Den Berlinern gibt er gerne einen mit. Zumindest jenen Vertretern, die jenseits der Stadtgrenzen nur „Umland“ wähnen. Die in Brandenburger Lokalen ungeduldig nach Bedienung schreien und sich mokieren, dass es „so nüscht wird mit dem Osten“ – von solchen berichtet Wiglaf Droste detailliert mit beißendem Spott.
Er hat sie nämlich gut kennengelernt, die Berliner, seit er 1983 von Bielefeld in die damals noch eingemauerte Stadt zog. Doch zur Milde gegenüber großkotzigen Auswüchsen großstädtischen Bewusstseins verführt ihn sein Asyl keineswegs. Den Blick von außerhalb hat er sowieso gern geübt etwa als Stadtschreiber von Rheinsberg 2009. Außerdem wohnt er viel in Leipzig. Was ihn aber nicht dran hindert, sich auch über die Heldenstadt der Montags-Demos lustig zu machen mit ihren zwei Millionen Helden – bei 500000 Einwohnern.
„Wenn der Berliner kommt“ setzt gleich zu Beginn der CD mit dem bandwurmartigen Titel„Meine ostdeutschen Adoptiveltern und ihr missratener Sohn aus dem Westen“ ein erstes Glanzlicht. Weil jeder sich schon mal geärgert haben dürfte über die beschriebenen Zeitgenossen, freilich ohne Drostes Fähigkeit zur bösen Zuspitzung zu besitzen, leider.
Die ostdeutschen Adoptiveltern hat sich Wiglaf Droste gesucht, nicht umgekehrt. Weil er, wie er sagt, nicht gefragt worden ist, ob er wiedervereinigt werden will. Da sich daran nun aber nichts mehr ändern lässt, habe er wenigstens nachträgliche Sozialisation gesucht und zu diesem Zwecke eben Adoptiveltern. Nicht auf der Straße, sondern auf der Bühne. Dort sind sich Droste sowie Uschi Brüning und Ernst-Ludwig Petrowsky 1999 erstmals begegnet.
Ihr gemeinsames Agieren erinnert an eine legendäre Veranstaltungsreihe aus den 1960ern, als DDR-Jazzmusiker und Schauspieler mit der Reihe „Lyrik – Jazz – Prosa“ gemeinsam auftraten. „Der Hase im Rausch“, von Eberhard Esche vorgetragen, „DieKuh im Propeller“ von Manfred Krug auf Amiga-Platte erreichten Kultstatus.

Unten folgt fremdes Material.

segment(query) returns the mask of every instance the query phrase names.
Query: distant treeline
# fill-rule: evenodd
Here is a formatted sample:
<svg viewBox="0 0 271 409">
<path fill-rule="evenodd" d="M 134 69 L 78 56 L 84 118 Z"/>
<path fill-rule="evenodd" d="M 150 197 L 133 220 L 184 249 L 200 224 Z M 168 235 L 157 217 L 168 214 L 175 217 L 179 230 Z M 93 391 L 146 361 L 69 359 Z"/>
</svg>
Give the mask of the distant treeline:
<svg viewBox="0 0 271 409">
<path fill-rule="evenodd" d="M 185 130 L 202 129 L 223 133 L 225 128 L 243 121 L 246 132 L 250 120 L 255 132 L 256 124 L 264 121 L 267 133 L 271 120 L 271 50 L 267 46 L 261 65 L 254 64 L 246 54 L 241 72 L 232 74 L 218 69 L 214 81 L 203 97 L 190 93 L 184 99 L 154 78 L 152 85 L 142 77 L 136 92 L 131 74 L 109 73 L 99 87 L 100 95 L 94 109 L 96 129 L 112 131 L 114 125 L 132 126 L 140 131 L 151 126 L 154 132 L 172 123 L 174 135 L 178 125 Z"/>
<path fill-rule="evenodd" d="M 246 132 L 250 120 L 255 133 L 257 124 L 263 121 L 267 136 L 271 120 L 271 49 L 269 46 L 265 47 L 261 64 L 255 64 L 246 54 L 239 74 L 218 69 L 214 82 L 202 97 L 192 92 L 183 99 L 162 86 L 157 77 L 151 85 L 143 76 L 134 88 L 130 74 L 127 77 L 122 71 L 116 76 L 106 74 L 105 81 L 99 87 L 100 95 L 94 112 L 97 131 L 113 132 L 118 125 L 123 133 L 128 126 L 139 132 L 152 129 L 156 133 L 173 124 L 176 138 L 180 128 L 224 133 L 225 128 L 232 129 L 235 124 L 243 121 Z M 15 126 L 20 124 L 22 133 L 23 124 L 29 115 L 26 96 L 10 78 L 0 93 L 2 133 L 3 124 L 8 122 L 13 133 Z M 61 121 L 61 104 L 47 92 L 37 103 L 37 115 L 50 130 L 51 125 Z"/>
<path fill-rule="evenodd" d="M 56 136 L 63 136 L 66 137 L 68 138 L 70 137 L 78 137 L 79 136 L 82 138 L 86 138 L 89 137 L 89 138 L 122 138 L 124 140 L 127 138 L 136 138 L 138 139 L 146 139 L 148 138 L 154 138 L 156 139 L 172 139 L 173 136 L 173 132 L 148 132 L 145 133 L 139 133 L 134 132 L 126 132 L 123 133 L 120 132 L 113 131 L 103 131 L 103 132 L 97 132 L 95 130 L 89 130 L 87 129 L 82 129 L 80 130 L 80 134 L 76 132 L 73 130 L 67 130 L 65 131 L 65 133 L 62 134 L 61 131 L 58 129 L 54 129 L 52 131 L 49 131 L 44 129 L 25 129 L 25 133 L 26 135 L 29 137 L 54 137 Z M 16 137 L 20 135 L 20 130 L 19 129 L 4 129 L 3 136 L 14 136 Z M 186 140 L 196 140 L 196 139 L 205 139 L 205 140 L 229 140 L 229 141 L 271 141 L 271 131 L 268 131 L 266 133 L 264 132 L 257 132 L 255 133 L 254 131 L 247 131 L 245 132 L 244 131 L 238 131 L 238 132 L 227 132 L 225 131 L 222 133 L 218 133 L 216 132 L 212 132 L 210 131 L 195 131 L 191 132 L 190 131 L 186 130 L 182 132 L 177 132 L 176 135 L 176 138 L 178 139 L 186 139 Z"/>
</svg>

Heute machen Drostes Adoptiveltern Brüning und Petrowsky das, was gute Eltern auszeichnet: Sie lassen ihren Schützling gewähren und kümmern sich um ihren Kram. Um exzellenten freien Jazz mit hohem Spaßfaktor zum Beispiel. Etwa wenn „Luten“ Petrowsky auf seine kauzige Weise erst eine ellenlange Einleitung für „Das Neue Usel“ daher stolpert, dann in einen schwedischen Vortrag hinüber wechselt oder zumindest in etwas, das Schwedisch klingt. Uschi Brüning geht ungehalten mit Scat-Gesang dazwischen, ohne ihren Gefährten ganz aufhalten zu können. Wenigstens greift er dann doch mal zum Saxophon, auf dem er einer der größten Jazz-Stars dieser Welt ist.
Dichter Ulrich Plenzdorf hatte in „Die neuen Leiden des jungen W.“ Romanheld Edgar Wibeau über Uschi Brüning schwärmen lassen: „Wenn die Frau anfing, ging ich immer kaputt. Ich glaube, sie ist nicht schlechter als Ella Fitzgerald oder eine.“ Das deutet die Brüning hier an mit kunstvollen vokalen Spielereien in Petrowsky-Kompositionen oder mit Klassikern wie „Making Whoopee“.
Wiglaf Droste unterbricht mit sarkastischen Miniaturen oder schlicht fröhlichem Blödsinn. Er lästert über verhunzte deutsche Sprache, in der Pakete neuerdings beschlossen und verabschiedet werden – dabei wurden die dereinst gepackt und verschickt. Er empfiehlt als alternative Energiequelle den „Pilgerstrom“. Über die Stränge politischer Korrektheit schlägt er allemal, an billigen Kalauern kommt er dafür meist vorbei.
Wiglaf Droste/Uschi Brüning/Ernst- Ludwig Petrowsky: Meine ostdeutschen Adoptiveltern und ihr missratener Sohn aus dem Westen. Buschfunk.